The instruction following the branch is said to be in the branch delay slot. It was soon realised that, since the instruction in this slot has progressed well down the pipeline anyway, if it was guaranteed that it would be executed, some improvement in performance would result.

The compiler is asked to move an instruction that must be executed which precedes the branch into the branch delay slot where it will be executed while the branch target is being fetched. Current RISC machines will have a one-instruction branch delay slot - occasionally two.
This is an example of the modern trend in computer architecture - to expose more details of the underlying machine to the compiler and let it generate the most efficient code. In this case, it is almost trivial for the compiler to find an instruction before the branch which must be executed. Compilers are rapidly becoming more capable and much more complex instruction reordering operations are routinely performed by optimising compilers.
We will see more examples of this movement of responsibility for execution efficiency from the hardware to the software later.

Conditional Branches

Branches which depend on some state of the machine (eg the value stored in a register) introduce another problem into pipelined machines.
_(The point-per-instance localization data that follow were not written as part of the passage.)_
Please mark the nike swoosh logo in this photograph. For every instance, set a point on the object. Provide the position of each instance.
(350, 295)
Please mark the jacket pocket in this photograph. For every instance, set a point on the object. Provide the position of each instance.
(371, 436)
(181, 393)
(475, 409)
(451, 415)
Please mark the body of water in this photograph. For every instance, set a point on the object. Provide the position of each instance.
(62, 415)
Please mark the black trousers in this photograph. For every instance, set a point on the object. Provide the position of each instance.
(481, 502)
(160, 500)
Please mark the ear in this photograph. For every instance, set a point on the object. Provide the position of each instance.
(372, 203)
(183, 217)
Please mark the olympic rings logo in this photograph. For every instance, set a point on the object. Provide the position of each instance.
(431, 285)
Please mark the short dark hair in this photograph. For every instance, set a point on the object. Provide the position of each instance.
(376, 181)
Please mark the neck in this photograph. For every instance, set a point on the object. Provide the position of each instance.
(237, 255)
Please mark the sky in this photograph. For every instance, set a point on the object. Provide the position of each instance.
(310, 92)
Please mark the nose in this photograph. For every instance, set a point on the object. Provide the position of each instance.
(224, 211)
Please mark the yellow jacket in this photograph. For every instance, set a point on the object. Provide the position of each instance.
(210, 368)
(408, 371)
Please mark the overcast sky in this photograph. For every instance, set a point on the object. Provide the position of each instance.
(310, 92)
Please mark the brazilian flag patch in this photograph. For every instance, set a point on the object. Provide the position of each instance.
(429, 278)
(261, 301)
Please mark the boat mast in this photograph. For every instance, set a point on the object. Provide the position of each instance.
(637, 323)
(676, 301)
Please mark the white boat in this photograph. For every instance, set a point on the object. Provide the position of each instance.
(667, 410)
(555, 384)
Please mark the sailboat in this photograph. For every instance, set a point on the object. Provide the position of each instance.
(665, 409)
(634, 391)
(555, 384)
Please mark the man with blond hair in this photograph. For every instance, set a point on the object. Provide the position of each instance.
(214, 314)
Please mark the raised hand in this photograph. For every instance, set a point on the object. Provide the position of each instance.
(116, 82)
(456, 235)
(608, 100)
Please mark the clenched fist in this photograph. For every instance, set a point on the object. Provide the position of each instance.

Consider this sequence of instructions:

start: addi $3, $3, 4  ; increment address
       lw $2, 0($3)    ; load next array element
       add $1, $1, $2  ; add to total
       subu $5, $5, 1  ; decrement count
       bne start       ; if not zero, branch back

which sums the values in an array. The element count is stored in register 5 and is decremented on each iteration of the loop. The loop terminates when it reaches 0. The branch tests the condition code generated by the dec operation. If it's not zero, it will branch back to the beginning of the loop. However this value is not available until the dec instruction has reached the WB stage. The branch instruction must therefore stall in the execution stage because one of its operands (the condition code) was not available when it entered this stage. This is the first example of a pipeline hazard - we shall see more in the next section.